Indian Prime Minister Narendra Modi is set to win a third consecutive term in office in general elections in which voting begins on April 19 and runs over seven days.
The results will be known only on June 4, given that 960 million Indians are eligible to vote. April 26, May 7, May 13, May 20, May 25 and June 1 are the other six days on which voting will be held.
Modi’s Hindu-fundamentalist Bharatiya Janata Party won 282 seats in 2014, and increased that tally to 303 in 2019. Along with its partners in what is known as the National Democratic Alliance, it is being projected to win 399 seats or 75% of the 543 seats in the Lok Sabha or lower house of India’s parliament. The BJP alone is expected to win 342 seats.
Under Modi, India has increased its global influence to the point where many countries, from the US downwards are trying to establish security and trade deals. The US is trying to embrace India in a deeper security relationship, in the hope that it can be a bulwark against China.
The European Union is trying to negotiate a free trade pact given the size of the Indian market, while France is looking to sell more weapons to the subcontinental giant. Germany and the UK, too, are waiting in line, looking to woo Modi.
As Modi’s has cemented his power in India, like all politicians who gain in popularity, he has also grown ambitious to demonstrate his clout abroad.
The alleged assassination of an Indian Sikh nationalist leader in Canada and a bid to neutralise another have been both laid at India’s feet. Modi has also reacted robustly to reports about the country which he deems to be against India, blocking reports from the ABC.
There are fears among many Indians that the country is tilting towards becoming a democracy in name only. In Foreign Affairs, well-known Indian journalist Ramachandra Guha wrote that the Indian National Congress, the party of the country’s first prime minister, Jawaharlal Nehru, “was committed to religious pluralism, in keeping with the Indian constitutional obligation to assure citizens ‘liberty of thought, expression, belief, faith and worship’.

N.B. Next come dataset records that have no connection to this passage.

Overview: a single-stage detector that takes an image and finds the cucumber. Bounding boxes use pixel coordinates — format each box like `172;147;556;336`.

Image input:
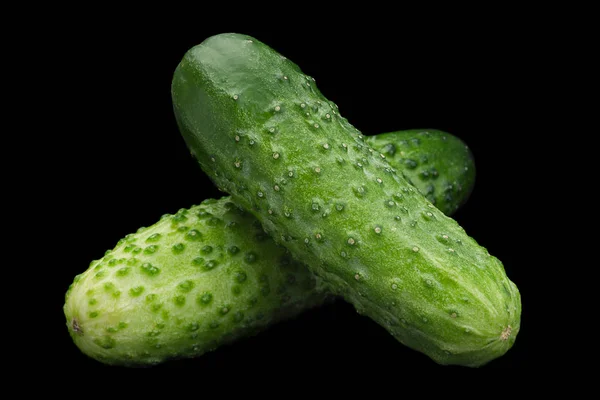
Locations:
366;129;475;216
64;198;327;366
64;129;475;366
171;33;521;367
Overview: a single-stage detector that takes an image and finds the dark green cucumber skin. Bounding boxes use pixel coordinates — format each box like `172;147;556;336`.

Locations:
64;198;328;366
366;129;475;216
171;33;521;367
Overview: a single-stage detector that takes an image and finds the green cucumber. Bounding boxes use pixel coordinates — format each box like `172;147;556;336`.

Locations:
366;129;475;216
171;33;521;367
64;129;475;366
64;198;326;366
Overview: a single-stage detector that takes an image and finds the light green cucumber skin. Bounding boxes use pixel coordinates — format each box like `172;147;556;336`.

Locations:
64;129;474;367
171;33;521;367
366;129;475;216
64;198;328;366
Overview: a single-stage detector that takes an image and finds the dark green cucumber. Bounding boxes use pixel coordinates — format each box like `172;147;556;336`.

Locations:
64;129;475;366
171;33;521;367
64;198;327;366
366;129;475;216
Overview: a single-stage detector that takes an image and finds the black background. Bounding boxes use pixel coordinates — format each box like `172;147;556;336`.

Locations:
45;16;562;376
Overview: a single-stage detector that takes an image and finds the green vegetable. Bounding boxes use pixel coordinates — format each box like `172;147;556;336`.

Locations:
366;129;475;216
64;198;327;366
64;128;475;366
171;33;520;367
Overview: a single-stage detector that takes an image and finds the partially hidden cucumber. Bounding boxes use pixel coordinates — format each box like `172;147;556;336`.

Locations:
171;33;521;367
365;129;475;216
64;198;326;366
64;129;475;366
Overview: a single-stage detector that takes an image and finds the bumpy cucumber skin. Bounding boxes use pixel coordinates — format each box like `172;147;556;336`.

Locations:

“The BJP, on the other hand, wishes to make India a majoritarian state in which politics, public policy, and even everyday life are cast in a Hindu idiom.”
Guha also pointed to some signs of the deterioration in the country’s systems. “Parliament is no longer an active theatre of debate, in which the views of the opposition are taken into account in forging legislation,” he noted.
“Many bills are passed in minutes, by voice vote, with the speakers in both houses acting in an extremely partisan manner. Opposition members of parliament have been suspended in the dozens —and in one recent case, in the hundreds — for demanding that the prime minister and home minister make statements about such important matters as bloody ethnic conflicts in India’s borderlands and security breaches in Parliament itself.”
British journalist Simon Tisdall pointed to the level of hubris that had been reached in India by pointing to some musings of the Indian Foreign Minister Subrahmanyam Jaishankar. India’s priorities should be to “engage America, manage China, cultivate Europe, reassure Russia, bring Japan into play, draw neighbours in, extend the neighbourhood and expand traditional constituencies of support,” this worthy wrote.
Guha expressed the fears of many Indians, saying, “Modi and the BJP seem poised to win their third general election in a row. This victory would further magnify the prime minister’s aura, enhancing his image as India’s redeemer.
“His supporters will boast that their man is assuredly taking his country toward becoming the Vishwa Guru, the teacher to the world. Yet such triumphalism cannot mask the deep fault lines underneath, which — unless recognised and addressed — will only widen in the years to come.”